FDA Calls for Data on ALS Drug

In the midst of a debate about an experimental drug’s early approval, the US Food and Drug Administration requests that full trial results be released.

Following the completion of a 12-person, Phase 2 trial testing its drug candidate, GM604, for the treatment of amyotrophic lateral sclerosis (ALS), California-based biotech Genervon announced“very robust” and “dramatic” results and applied to the US Food and Drug Administration (FDA) for accelerated approval. If granted, the status would allow the company to skip Phase 3 trials for the drug, following up with additional studies after it hit the market. ALS patients have petitioned for the approval of GM604; researchers have demanded caution.

The FDA has remained tight-lipped on the issue, as by law it cannot discuss ongoing drug evaluations. Instead, the agency last week (April 16) called on the company to publicly release the all data from the Phase 2 study, rather than a mere summary of the results, upon which advocates and skeptics have so far based their arguments.

“We call upon Genervon to release all the data from their recently completed trial in order to allow a more informed discussion of the trial findings among ALS stakeholders,” the FDA wrote. “Such a release should include the pre-specified clinical outcome measures as assessed by change from baseline observations that were taken just prior to randomization to drug or placebo. Such data provide the strongest basis to assess for drug-related changes in efficacy and safety parameters.”

The day before the agency released its statement, GM604 skeptic Steve Perrin, president and chief scientific officer of the ALS Therapy Development Institute, penned a blog post in which he argued that the supposedly breakthrough results achieved in the Genervon trial were not as exciting as they may seem. The company had stated that forced vital capacity (FVC), a measure of lung capacity, declined just 5.6 percent among patients in the treatment group, while it declined 22 percent among patients taking a placebo. But Perrin’s analysis found that a historical sample of 777 ALS patients, pulled from a public database, had a decrease in FVC of just 4.33 percent for a comparable period. “Should we really believe that the placebo group from the Genervon trial, with its 22% decline over the same duration, can fairly represent the overall ALS patient population?” Perrin wrote.

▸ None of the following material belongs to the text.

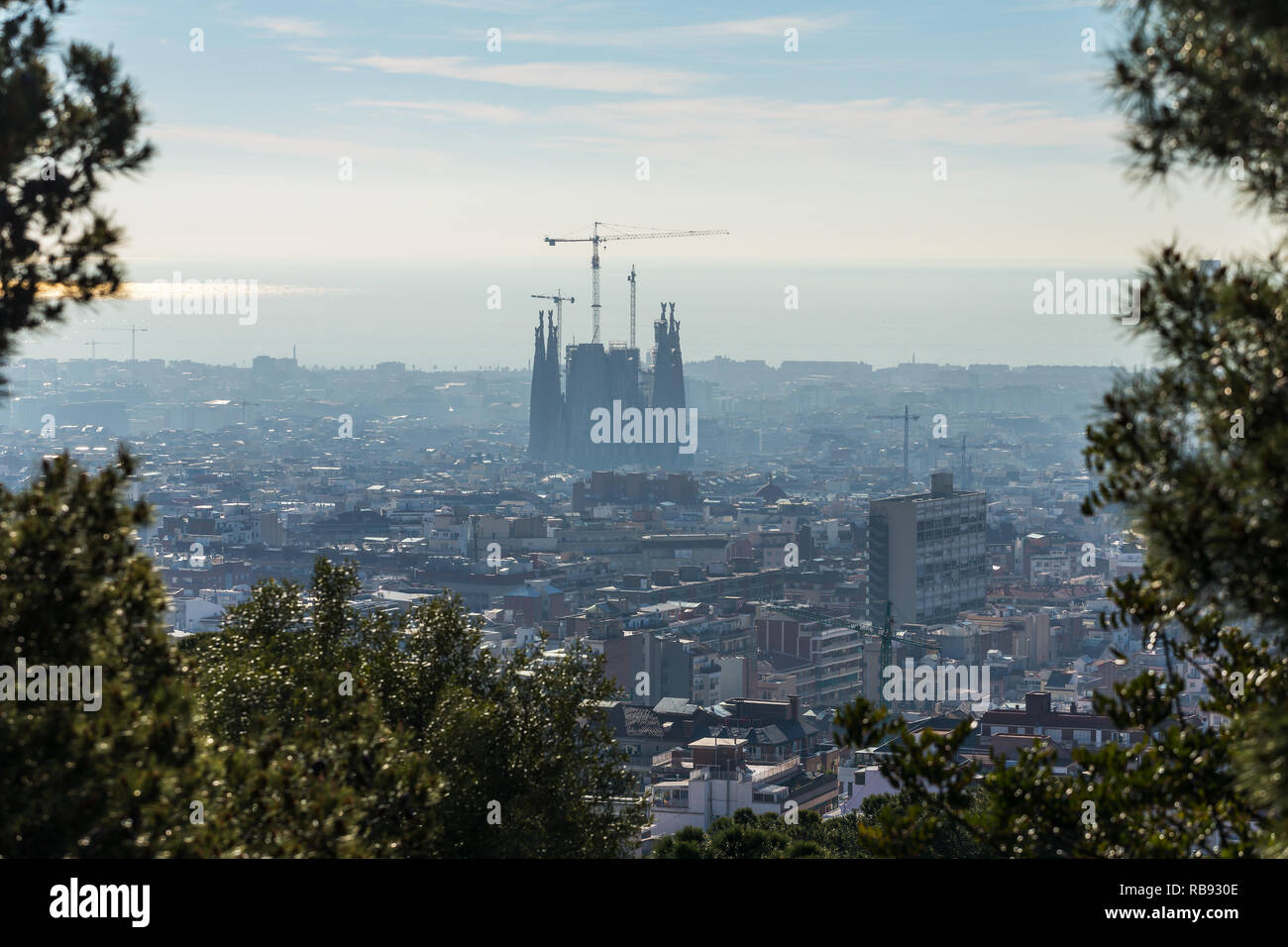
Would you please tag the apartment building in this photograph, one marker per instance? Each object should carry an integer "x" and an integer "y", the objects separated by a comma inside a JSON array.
[{"x": 926, "y": 553}]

Of course, without access to the actual Phase 2 data, there is no way to draw a direct comparison. And Genervon maintains that critical data for evaluating the GM604’s true efficacy can come in an aftermarket study. “Through APP [accelerated approval program], the FDA can get the large population data they could never get from Phase 3 trials while at the same time today’s 30,000 ALS patients in the US will have access to treatment options,” the company wrote in a statementresponding to Perrin’s blog post. “It takes a lot more courage for Genervon to allow GM604 to be exposed to a full spectrum of heterogeneous ALS patients through AAP with Phase 4 surveillance requirements than pursuing the much safer route of a very narrowly defined, controllable, small number of ALS patients in a Phase 3 trial.”